Summary of research questions, associated predictions, and whether they were supported in the present study. a .
The study was originally additionally intended to examine the effect of the presence or absence of an audience on children’s 3PP severity. Because the manipulation check indicated that the audience manipulation was unsuccessful, we decided to omit discussion of this research question in the main manuscript (see Supplementary Information – sections S1 and S4 for a full description of this variable as used in this study).
Integration between outcomes and intentions in punishment
People’s punishment decisions following a moral transgression are affected by the cognitive integration between different types of information: the outcome of the transgressor’s action and the transgressor’s intention behind such action. Importantly, adults tend to attribute more weight to intentions over outcomes, across different operationalisations of punishment and study methodologies (e.g., Barrett et al., 2016; Cushman, 2008; Gummerum & Chu, 2014; Hechler & Kessler, 2022).
Research about the development of children’s capability to integrate outcome and intention information has focused much more on punishment recommendations rather than actual punishment behaviour. This strand of research has made extensive use of vignette tasks, in which children are presented with hypothetical moral violation scenarios through verbal story-telling and then asked whether they consider punishment of norm transgressors an appropriate response. Moral violations scenarios mostly depict property damage and theft (Baird & Astington, 2004), psychological and physical harm (Helwig et al., 2001; Nobes et al., 2016; Zelazo et al., 1996), or a combination of the two (Cushman et al., 2013; Killen et al., 2011; Margoni & Surian, 2017; Martin et al., 2022; Nobes et al., 2009).

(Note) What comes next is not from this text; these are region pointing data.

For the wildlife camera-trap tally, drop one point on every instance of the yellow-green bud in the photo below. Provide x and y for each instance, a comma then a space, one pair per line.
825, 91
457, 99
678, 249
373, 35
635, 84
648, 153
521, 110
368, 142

Importantly, questions about punishment generally take the form of: “Should [norm transgressor] get in trouble?” Since children are not asked whether they themselves would punish the norm transgressor presented in the vignette, they do not even have to imagine themselves as hypothetical punishers but just give an opinion about what would be the right course of action.
It has been shown that, when young children are asked to evaluate accidental and failed intentional transgressions in hypothetical scenarios, the presence of just one negative cue—either relating to outcomes or intentions—is sufficient for them to recommend punishment. They do not usually appear to attribute more weight to intentions over outcomes, differently from adults. In fact, they attribute equal weight to outcomes and intentions (Baird & Astington, 2004; Cushman et al., 2013; Killen et al., 2011; Margoni & Surian, 2017; Nobes et al., 2016), or more to outcomes over intentions (Helwig et al., 2001; Martin et al., 2022; Zelazo et al., 1996). It is later on during development—with the so-called “outcome-to-intent shift”—that children’s punishment recommendations tend to become more intention-based. More specifically, condemnation of accidental transgressions begins to decrease (Cushman et al., 2013), while condemnation of failed intentional transgressions either remains steady (Cushman et al., 2013) or increases with age (Martin et al., 2022). Overall, the age of the outcome-to-intent shift for punishment recommendations varies considerably across studies. A couple of studies found that children as young as 3 years are already able to produce punishment recommendations based on intentions (Nobes et al., 2009; Van de Vondervoort & Hamlin, 2018). However, the majority of the studies showed that the outcome-to-intent shift tends to occur in middle childhood, between 5 and 8 years of age (Baird & Astington, 2004; Cushman et al., 2013; Killen et al., 2011; Martin et al., 2022; Nobes et al., 2016). It has been proposed that the outcome-to-intent shift may be promoted by both internal factors, such as the development of theory of mind skills (Killen et al., 2011) and executive functions (Zelazo et al., 1996), and external factors such as social interactions with adults and peers (Tomasello et al., 2005). Indeed, understanding others’ mental states such as intentions enables individuals to make predictions about their future behaviours (Young & Tsoi, 2013). This ability, in turn, may prove crucial to avoid engaging in coordination and negotiation efforts with unreliable social partners (Grueneisen & Tomasello, 2020, 2022) (see the review by Margoni & Surian, 2016).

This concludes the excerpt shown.